I have had a good amount of experience with my secondary manifold and baffle on my heritage. Hopefull they are similar.

The stove sends full throttle air to the secondary manifold through a steel square tube set vertically in the rear of the firebox. The secondary manifold sets on top of the feed tube, is held down with a single bolt through the stove back and then in front it rests on little tabs. The only thing really holding the Manifold in place is that single bolt accessible from the firebox. The manifold is made up of two halves that are held together with phillips head screws. The two halves are cast iron and appear to sandwich the SS secondary inlet tubes in place. The tubes are very tight and there are no mechanical means to hold the tubes other than the sandwich. The cotter pins, 3 on my stove, are there to hold the ceramic baffle in place only. When you remove the cotter pins you can remove a little stainless steel bracket from the front and then slide the baffle out without removing the secondary manifold or tubes from the stove.

If you ever wanted to remove the entire manifold you can do it but it isn't fun. I had to grind down a good bit of sloppy cement to provide clearance for manifold removal.

Remove the baffle only for chimney brushing and don't break it. They are fragile. I have done a thorough cleaning where I ran the shop vac snout over all of the holes and it cleaned the fly ash well. There really shouldn't ever be anything inside the secondary manifold since as mentioned, it is always passing air out through the holes.
 
I also have the Homestead and wondered how the secondary air was set up. Are the air tubes fragile? I seem to bang them a lot when putting in new splits.
 
When I was sucking up the fly ash, I did feel a lot of that cement slopped around on the edges of the baffle. I guess it will stay for now, it does not need replacing, just a good cleaning. The tubes do not seem fragile, as I bang into them occasionally also.
 
I recently replaced the baffles on a Mansfield if that helps. It was easy and I didn't have to remove any air tubes. Basically you just reach up in there and remove the insulation blanket and then the two baffles. I also cleaned up the air tubes with a wire brush. The stove burns a lot better now.
 
I am of the logic also that if it ain't broke, don't fix it, so I'll just clean it up top the best I can and let it go at that. Thanks to all with the help and experience.
 
This last spring I tried to pull out the baffel on our homestead, what you do to remove the tubes is pull the cotter pin, then on the right side you will see a plate that is slotted into the tubes. Get a screw driver under that plate and pry it out about 1/4 inch then it will come down and you can remove it from the slots and the tubes, then slide the tubes to the left and they will all come out.
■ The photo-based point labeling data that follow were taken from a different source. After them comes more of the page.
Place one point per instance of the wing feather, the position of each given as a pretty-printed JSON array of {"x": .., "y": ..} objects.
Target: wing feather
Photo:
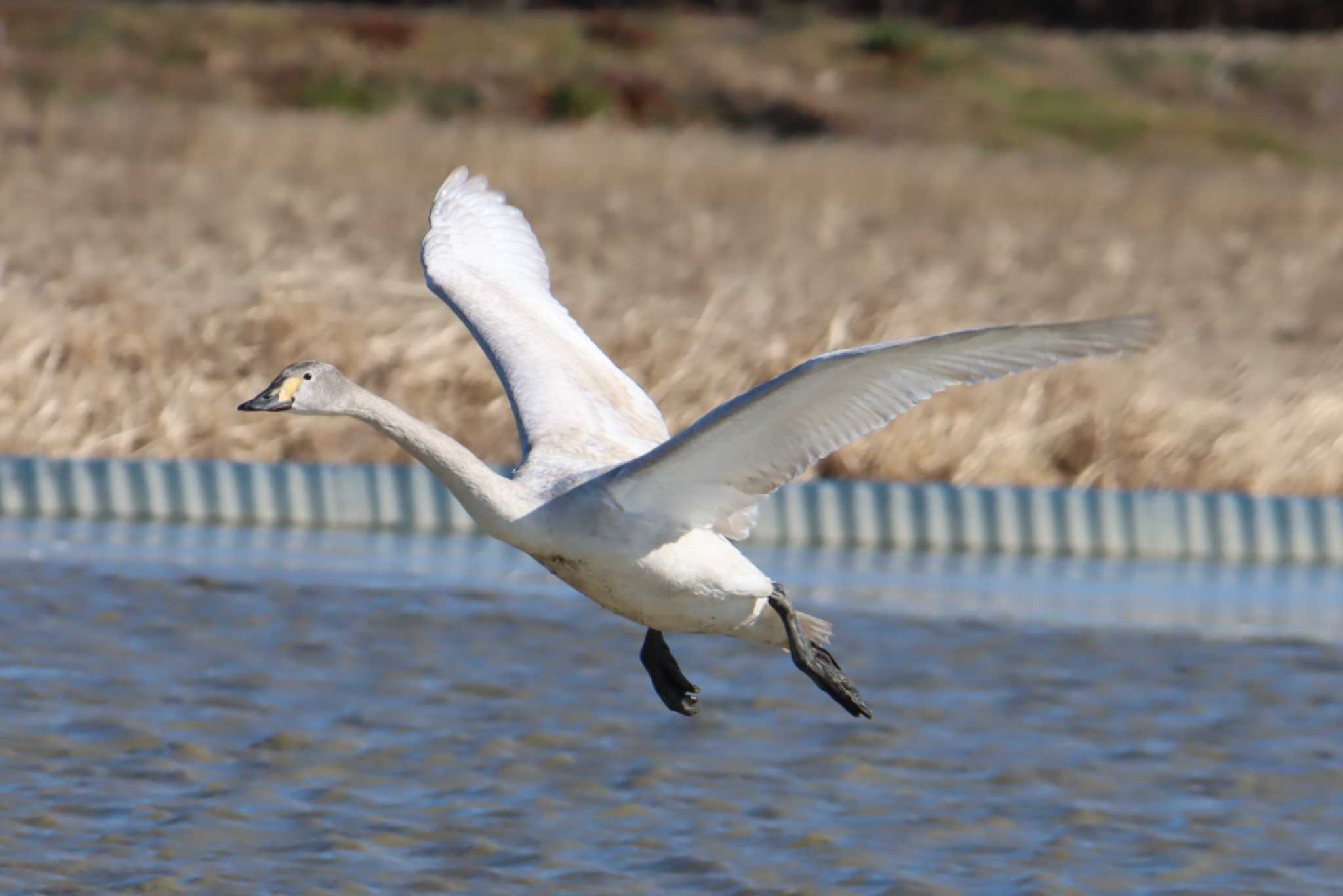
[
  {"x": 720, "y": 467},
  {"x": 484, "y": 261}
]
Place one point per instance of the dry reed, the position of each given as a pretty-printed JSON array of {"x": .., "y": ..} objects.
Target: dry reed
[{"x": 159, "y": 263}]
That is as far as I got because the baffel was still cemented in place and I didn't want to take a chance on breaking it, so what I did to clean out the ash on top of the baffel was get some clear 3/4" flexible tubing and tape it into my shop vac hose and fish it up on top and vacuum out the ash. If you really want to take the baffel out it would probably be a good idea to wait until spring or summer to take it out in case you break it.
 
Freaking awseome dude. I was looking at the whole assembly thinking it can't be that hard, and it does not seem so, but you can make it difficult fast. Thanks for the reply man.